Investors should watch what major protocols actually spend on security, not just what they claim in governance posts. Audit reports matter. Bug bounties matter. Incident response records matter too. So do multisig practices and whether a team fixes known issues before Twitter finds them. Is this overkill? For DeFi, no. If average hack losses keep falling through 2026, traditional finance risk desks may need to update their models. That could help blue-chip DeFi tokens such as UNI, AAVE, and LINK. Security firm reports are worth reading each quarter, along with any change in how regulators talk about DeFi after a quieter stretch.

FAQ

Q1: What is the main prediction for DeFi hack losses in 2026?

A1: Dragonfly managing partner Haseeb Qureshi expects DeFi hack losses to decline in 2026.

Q2: Why does that prediction sound counterintuitive?

A2: It goes against the common fear that AI-assisted attacks will make crypto theft worse.

Q3: What has happened to hack counts compared with financial losses per incident?

A3: Hack counts have increased, but the average financial loss per incident has been falling.

Q4: What do lower losses from compromised admin keys and multisignature wallets suggest?

A4: They suggest better operational security, especially at larger DeFi protocols.

Q5: Had AI-driven hacks become a major crisis by 2025?

A5: According to Qureshi, no.
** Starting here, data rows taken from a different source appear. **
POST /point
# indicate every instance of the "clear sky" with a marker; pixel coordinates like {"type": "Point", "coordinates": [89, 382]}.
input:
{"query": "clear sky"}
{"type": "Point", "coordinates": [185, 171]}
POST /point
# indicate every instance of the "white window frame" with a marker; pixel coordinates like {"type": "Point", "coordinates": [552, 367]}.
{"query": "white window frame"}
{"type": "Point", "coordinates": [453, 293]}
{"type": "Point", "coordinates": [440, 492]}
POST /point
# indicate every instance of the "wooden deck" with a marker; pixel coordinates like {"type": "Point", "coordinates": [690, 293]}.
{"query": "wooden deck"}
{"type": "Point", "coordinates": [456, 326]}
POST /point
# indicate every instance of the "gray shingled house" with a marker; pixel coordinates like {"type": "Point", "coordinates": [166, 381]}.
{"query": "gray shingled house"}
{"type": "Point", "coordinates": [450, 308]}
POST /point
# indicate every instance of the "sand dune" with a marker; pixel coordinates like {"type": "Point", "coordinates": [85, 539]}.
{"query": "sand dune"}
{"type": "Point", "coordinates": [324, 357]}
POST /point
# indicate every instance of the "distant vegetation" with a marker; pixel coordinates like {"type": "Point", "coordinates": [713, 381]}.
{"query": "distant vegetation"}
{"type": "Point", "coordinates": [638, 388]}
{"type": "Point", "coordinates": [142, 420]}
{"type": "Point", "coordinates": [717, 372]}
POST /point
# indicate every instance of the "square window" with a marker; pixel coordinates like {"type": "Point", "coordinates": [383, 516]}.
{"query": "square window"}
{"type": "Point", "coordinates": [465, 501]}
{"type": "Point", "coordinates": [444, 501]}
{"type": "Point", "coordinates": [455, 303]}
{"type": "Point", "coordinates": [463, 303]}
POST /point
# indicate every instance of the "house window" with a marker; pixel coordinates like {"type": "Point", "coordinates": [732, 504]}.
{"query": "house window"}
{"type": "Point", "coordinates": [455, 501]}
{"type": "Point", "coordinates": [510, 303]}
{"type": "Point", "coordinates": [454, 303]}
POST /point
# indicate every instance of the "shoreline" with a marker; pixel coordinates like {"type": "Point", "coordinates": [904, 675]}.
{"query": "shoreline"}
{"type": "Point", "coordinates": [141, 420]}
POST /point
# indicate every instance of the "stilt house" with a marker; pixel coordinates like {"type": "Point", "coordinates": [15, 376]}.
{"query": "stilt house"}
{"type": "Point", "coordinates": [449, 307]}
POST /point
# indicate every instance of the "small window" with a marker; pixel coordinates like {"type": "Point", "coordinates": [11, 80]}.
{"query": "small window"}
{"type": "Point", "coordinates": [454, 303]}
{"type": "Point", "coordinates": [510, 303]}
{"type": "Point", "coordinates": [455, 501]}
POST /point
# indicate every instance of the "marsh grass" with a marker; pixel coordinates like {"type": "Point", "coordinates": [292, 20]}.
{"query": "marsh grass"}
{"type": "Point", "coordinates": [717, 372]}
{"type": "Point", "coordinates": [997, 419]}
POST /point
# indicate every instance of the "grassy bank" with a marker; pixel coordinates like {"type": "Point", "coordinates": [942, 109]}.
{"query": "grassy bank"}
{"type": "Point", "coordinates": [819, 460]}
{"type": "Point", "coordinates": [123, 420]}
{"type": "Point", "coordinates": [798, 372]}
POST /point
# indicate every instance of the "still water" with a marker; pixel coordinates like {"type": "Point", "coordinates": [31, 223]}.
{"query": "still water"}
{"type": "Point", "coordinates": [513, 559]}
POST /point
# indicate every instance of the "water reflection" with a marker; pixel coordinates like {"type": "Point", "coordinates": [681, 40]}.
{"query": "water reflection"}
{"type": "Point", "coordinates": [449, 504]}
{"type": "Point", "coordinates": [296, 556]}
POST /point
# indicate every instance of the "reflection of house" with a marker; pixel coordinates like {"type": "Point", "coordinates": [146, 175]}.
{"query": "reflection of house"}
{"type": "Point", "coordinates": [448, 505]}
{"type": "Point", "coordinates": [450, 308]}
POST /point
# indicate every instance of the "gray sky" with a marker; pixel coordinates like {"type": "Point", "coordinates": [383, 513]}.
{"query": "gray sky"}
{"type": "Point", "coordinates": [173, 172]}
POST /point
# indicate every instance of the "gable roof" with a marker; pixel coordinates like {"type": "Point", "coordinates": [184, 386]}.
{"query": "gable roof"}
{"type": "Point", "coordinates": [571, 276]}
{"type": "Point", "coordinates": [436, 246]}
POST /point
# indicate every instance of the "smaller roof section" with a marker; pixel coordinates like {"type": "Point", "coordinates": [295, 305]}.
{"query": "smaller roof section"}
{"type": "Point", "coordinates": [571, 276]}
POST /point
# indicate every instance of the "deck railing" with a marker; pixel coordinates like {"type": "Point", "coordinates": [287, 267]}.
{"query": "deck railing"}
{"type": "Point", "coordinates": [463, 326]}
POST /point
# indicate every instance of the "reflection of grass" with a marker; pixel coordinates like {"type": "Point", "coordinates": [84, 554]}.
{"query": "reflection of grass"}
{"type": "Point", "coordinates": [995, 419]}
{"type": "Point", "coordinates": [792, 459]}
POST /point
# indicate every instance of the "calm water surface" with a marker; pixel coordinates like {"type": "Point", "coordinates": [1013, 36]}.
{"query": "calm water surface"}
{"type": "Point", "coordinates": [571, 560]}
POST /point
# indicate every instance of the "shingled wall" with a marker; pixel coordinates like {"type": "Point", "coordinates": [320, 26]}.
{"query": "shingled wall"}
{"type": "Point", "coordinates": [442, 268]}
AI fears had not become a major crisis, and no catastrophic AI-driven DeFi hack occurred in 2025.

Q6: What could declining hack losses mean for crypto investors?

A6: Lower losses could make DeFi look less risky, which may draw more institutional capital and improve liquidity and valuations.

Q7: What does the falling average loss per hack say about DeFi’s health?

A7: It suggests the most valuable assets are getting better protection and that stronger security practices are becoming more common among serious projects.

Q8: What should investors check when judging a project’s security?

A8: Investors should look at security spending, audit reports, bug bounty programs, and how the team handles incidents.

Q9: How might a safer DeFi market affect regulatory pressure?

A9: Fewer large hacks could reduce some regulatory pressure by giving officials fewer headline disasters to point to.

Q10: Which protocols are taking the most damage?

A10: Smaller, riskier, unaudited, anonymous, or inactive protocols appear to be taking more of the damage, while stronger platforms have been hit less severely.